Hayley Williams, "Flowers for Vases/Descansos" (Atlantic)
The pandemic has fostered music of solitude and self-reliance. As singer and central songwriter of Paramore, the popular punk-pop band she formed as a teenager in 2004, Williams insisted that she had no interest in making a solo album. But her new, surprise-released record is her second solo effort in less than a year, and it's more solo than ever.
"Flowers for Vases" was entirely written and performed by Williams at her home studio. Separation and loneliness suffuse the songs, as she contemplates the aftermath of a breakup, surveying memories and what-ifs, regrets and accusations and, especially, the ways attachment can linger. In 2017, Williams split with Chad Gilbert of the band New Found Glory after a nearly decadelong relationship.
"I'm scared to lose what's left of you," she sings in "First Thing to Go," wistfully adding, "I just finish my own sentences the way you used to." In "No Use I Just Do" she struggles with longings she'd rather push away. And in "Good Grief," she sings, "Pretty sure you don't miss the way I put all my demons on display / To your pretty music."

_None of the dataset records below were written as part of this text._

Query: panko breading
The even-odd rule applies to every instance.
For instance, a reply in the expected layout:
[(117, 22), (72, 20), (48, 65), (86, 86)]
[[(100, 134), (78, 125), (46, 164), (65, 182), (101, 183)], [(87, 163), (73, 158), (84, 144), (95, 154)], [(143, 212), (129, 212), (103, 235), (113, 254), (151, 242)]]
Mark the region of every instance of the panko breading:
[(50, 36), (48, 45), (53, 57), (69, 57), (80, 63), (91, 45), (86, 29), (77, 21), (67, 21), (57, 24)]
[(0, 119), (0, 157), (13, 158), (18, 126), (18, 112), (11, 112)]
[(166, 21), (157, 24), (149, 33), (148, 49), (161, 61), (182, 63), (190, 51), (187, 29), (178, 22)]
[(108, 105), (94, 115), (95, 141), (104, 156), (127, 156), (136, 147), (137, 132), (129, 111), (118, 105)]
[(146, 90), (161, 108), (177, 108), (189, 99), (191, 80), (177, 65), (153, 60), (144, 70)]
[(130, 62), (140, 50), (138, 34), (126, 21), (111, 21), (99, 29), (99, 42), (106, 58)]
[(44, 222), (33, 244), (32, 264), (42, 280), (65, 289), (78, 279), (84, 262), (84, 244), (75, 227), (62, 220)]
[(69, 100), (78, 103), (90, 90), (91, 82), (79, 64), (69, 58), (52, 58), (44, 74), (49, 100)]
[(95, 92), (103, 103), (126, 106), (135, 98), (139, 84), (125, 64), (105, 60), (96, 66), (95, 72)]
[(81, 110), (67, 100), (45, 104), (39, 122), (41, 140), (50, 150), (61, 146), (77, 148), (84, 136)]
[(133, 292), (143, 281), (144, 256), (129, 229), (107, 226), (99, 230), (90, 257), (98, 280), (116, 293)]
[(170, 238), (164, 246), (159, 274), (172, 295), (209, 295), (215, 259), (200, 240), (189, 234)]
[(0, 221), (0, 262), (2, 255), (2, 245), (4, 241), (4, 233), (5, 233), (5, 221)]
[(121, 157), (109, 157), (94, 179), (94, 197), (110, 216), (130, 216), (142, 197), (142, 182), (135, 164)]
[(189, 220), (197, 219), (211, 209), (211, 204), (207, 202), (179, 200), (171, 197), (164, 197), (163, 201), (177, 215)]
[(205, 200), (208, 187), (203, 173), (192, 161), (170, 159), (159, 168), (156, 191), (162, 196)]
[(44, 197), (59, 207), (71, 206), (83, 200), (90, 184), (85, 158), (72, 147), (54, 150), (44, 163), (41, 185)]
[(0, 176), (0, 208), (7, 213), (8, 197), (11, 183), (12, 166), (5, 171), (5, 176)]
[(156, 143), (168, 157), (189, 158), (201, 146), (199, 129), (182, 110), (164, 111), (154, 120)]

Williams recorded her first solo album, "Petals for Armor" from 2020, before the pandemic, working with Paramore guitarist Taylor York and others. They helped her decisively break free of punk-pop, as she toyed with electronics, disco beats, glossy pop, jazzy intricacies and indie-rock introspection. The album relied on her gift for melody and her careful emotional balancing: rage and self-criticism, insecurity and conviction.
"Flowers for Vases" has a narrower, quieter palette. As on Taylor Swift's 2020 quarantine albums, "Folklore" and "Evermore," many of the songs have a folky acoustic guitar at their core. The songs here are finely polished: Every vocal phrase, guitar tone, piano note and studio effect has been thought through.
Williams' deep uncertainty runs through the album. But at the same time, the music makes something abundantly clear: Lonely or not, she didn't need those guys.